Minette turned in her chair to look at Melanie, who was still swallowing her own surprise. “Ordinarily,” Minette said, “he would have noticed her standing up, and he certainly would have seen her pulling that gun. But he did not, because he was totally focused on looking up my skirt, especially since I made it look like an accident and not a deliberate, I-dare-you-to-look challenge of some kind. The point is that almost every woman has the power to make a man look at her for at least a second or two, and that is long enough for her accomplice or teammate to take him out. Just by what you Americans call ‘flashing.’ Okay?”

“Got it,” Melanie said, looking around at the rest of people in the room, who now seemed to have forgotten the little drama they’d just witnessed. It was after all, the Farm, where training vignettes could take place anywhere and at any time. The young man himself had left the room, still blushing like a beet. “It’s like they’re hardwired to look.”

“Yes, they are, especially since they’ve been told repeatedly, since childhood, even, not to look. This is an especially valuable distraction technique, especially if your target happens to harbor a fetish involving women’s underwear. According to Doctor Allender, your target does.”

“Now how in the world could he know a thing like that?” Melanie asked.

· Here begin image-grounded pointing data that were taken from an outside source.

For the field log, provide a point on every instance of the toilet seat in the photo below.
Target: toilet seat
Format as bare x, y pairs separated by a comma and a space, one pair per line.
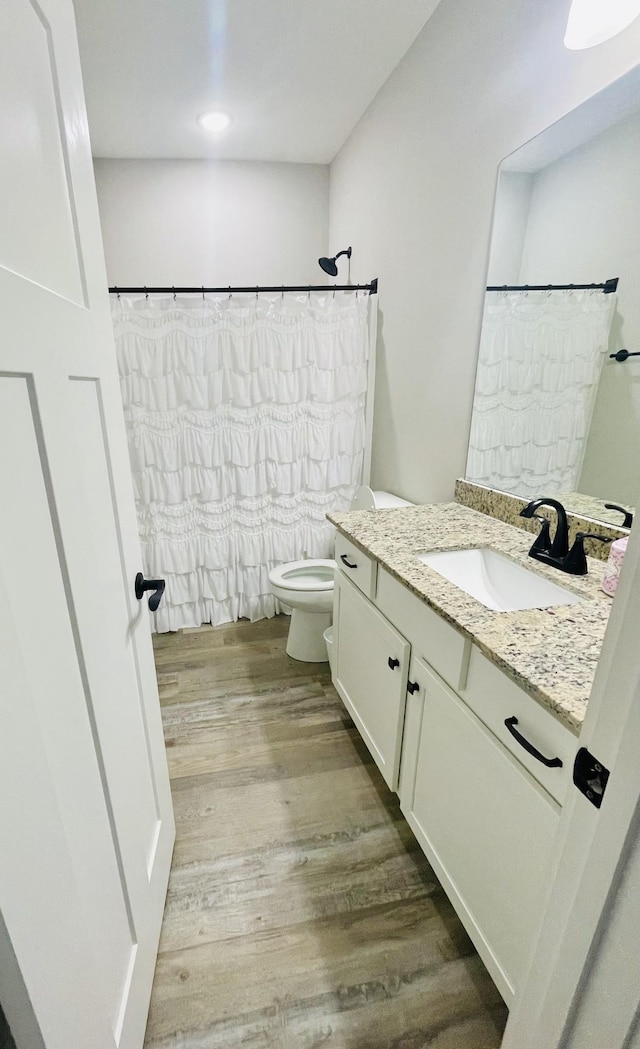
313, 574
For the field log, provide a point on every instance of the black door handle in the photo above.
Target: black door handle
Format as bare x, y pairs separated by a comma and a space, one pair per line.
551, 763
157, 585
348, 563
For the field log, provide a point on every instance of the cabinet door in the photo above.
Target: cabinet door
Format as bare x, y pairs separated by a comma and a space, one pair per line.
487, 828
370, 675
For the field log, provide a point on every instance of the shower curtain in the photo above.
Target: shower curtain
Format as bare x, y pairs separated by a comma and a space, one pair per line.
539, 363
246, 425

Minette took a thoughtful sip of her martini. “The doctor,” she began. “He knows things in the most unusual ways. Some say he reads minds. I hardly credit that, although…” She paused, as if searching for words. “My point is he is the most frightening interrogator we’ve ever had, because he appears to see and hear at some subliminal level the rest of us cannot achieve.”

“Yes,” Melanie said. “I’ve actually experienced that, or I think I have. He will say something—a phrase, or a thought—that I was thinking just a little while ago.”

Minette gave her a long, almost concerned look. “That is very interesting, Ms. Sloan,” she said finally. “He is probably measuring you. Or perhaps probing. He was not wearing the glasses this evening, and that tends to upset people.”

Melanie shrugged, trying to be nonchalant. “And now you, too, are going to tell me to be careful around Doctor Allender?” she asked.

Minette gave her an almost affectionate look. “I would say that it’s much too late for that, my dear. So: Tomorrow, after Chinese culture, we will go shopping, yes?”